Tsvangirai-Java was eldest daughter to the late former Prime Minister and opposition MDC founding leader Morgan Tsvangirai.
Delivering his condolence message to thousands of mainly opposition party supporters who at some point drowned his speech in a cacophony of boos before MDC leader Nelson Chamisa brought order, Mudenda appealed for unity within the country's politics.
"We enjoyed serenity of politics during the GNU. That spirit must come back. It must come back.
"I pray to the church, that the church must be on their knees each day of their lives and pray for the unity for the people of Zimbabwe," Mudenda said to rapturous applause.
Zimbabwe was governed by a GNU between 2009 and 2013 after an inconclusive presidential election in 2008.
Then MDC leader, Tsvangirai won the first round of voting before then President Robert Mugabe representing Zanu PF forced through a run-off that turned into a bloody campaign from which the opposition president pulled out at the eleventh hour citing State sponsored violence.
The result of the run-off was rejected across the world and Mugabe was forced to negotiate a shaky coalition with Tsvangirai who was then appointed Prime Minister.
A period of relative stability followed before another disputed poll in 2013 that Tsvangirai characterised as "the greatest electoral fraud of our time."
Mudenda added: "I believe that the spirit of the late Dr Tsvangirai which we celebrate through her daughter today shall be reflected in our national politics.
"Don't forget that when the Government of National Unity was formed, Dr Tsvangirai did not look at positional politics, he looked at national politics and what that brings to the people of Zimbabwe."

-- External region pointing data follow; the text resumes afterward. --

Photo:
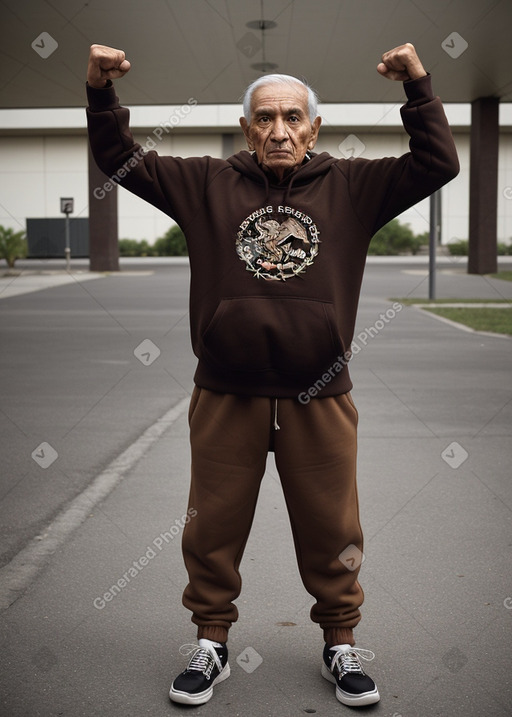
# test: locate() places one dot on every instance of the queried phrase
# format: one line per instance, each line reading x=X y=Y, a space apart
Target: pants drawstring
x=276 y=424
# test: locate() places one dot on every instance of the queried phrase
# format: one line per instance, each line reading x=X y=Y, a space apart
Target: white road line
x=16 y=576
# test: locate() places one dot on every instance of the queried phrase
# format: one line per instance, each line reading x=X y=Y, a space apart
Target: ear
x=245 y=127
x=315 y=127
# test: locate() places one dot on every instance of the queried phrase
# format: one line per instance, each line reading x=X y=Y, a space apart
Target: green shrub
x=173 y=243
x=13 y=245
x=395 y=238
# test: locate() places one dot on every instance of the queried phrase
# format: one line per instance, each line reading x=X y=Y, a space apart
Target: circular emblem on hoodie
x=277 y=243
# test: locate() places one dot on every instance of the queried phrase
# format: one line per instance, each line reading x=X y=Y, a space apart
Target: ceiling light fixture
x=262 y=25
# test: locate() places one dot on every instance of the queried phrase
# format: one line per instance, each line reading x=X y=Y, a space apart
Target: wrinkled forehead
x=282 y=93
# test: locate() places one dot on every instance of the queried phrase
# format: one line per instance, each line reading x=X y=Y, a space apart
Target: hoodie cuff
x=419 y=91
x=102 y=99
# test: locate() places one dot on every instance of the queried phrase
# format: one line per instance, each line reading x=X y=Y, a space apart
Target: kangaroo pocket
x=287 y=335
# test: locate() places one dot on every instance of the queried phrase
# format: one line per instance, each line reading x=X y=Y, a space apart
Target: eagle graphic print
x=277 y=243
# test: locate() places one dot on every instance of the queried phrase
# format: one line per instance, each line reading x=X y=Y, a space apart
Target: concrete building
x=44 y=156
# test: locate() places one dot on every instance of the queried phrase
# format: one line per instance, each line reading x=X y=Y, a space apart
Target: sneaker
x=341 y=666
x=207 y=667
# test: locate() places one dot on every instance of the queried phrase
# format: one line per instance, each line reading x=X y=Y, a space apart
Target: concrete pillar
x=103 y=241
x=483 y=186
x=228 y=145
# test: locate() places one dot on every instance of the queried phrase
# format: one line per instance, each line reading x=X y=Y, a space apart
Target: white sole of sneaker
x=365 y=698
x=185 y=698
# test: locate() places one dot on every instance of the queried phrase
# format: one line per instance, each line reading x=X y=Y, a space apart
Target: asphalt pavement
x=96 y=373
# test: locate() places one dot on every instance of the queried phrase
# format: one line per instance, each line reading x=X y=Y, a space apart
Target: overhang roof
x=204 y=49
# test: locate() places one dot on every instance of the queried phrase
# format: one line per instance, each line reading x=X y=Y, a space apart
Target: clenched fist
x=105 y=63
x=402 y=63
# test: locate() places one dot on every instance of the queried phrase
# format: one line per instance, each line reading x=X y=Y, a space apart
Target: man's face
x=280 y=131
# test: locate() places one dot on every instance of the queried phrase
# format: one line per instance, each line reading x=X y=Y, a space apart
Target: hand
x=402 y=63
x=105 y=63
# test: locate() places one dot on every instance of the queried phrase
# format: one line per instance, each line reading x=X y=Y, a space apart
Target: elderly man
x=277 y=240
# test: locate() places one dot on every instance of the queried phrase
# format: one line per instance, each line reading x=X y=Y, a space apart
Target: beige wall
x=36 y=170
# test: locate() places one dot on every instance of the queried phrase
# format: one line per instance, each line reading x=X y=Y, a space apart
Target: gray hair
x=279 y=80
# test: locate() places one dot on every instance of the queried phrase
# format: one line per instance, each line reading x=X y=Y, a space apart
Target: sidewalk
x=435 y=452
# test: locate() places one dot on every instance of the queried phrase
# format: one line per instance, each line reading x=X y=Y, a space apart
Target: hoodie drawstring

His appeal comes as Chamisa and President Emmerson Mnangagwa continue to avoid each other while the economy implodes.
Mnangagwa was declared winner in last year's presidential elections but Chamisa protested arguing the poll had been rigged.
The MDC leader approached the Constitutional Court in a bid to overturn the result but the petition failed.
Since then, Chamisa maintains he won despite the ruling by the Constitutional Court and refuses to recognise Mnangagwa as the country's legitimate leader.
Mudenda appealed to the country's political leadership to find each other for the good of the nation.
"I appeal and pray to the spirit of Vimbai that from her grave she will rekindle in us, all of us the spirit of national unity based on national consensus building.
"I am reminded of President Mnangagwa's visit to Dr Tsvangirai (in December 2017) when he was ill at his house. When I watch that video clip, the lesson I learnt on that day is that if we are to be truly Zimbabwean with humanity, ubuntu, we need to reach to each other so that we can find each other as Zimbabweans," the Speaker said.
Just after taking power in November 2017 on the back of a military coup, Mnangagwa paid a surprise visit to a then ailing Tsvangirai, Vice President Constantino Chiwenga in tow.
Reports claimed Chamisa, then MDC vice president, was one of the brains behind the visit which warmed the hearts of many Zimbabweans and raised hopes of a GNU.
Tsvangirai however died in February last year, about four months before the elections.
Chamisa has rejected overtures for dialogue from Mnangagwa that includes other candidates to last year's elections.
Instead, the MDC leader wants a one-on-one meeting with the Zanu PF frontman.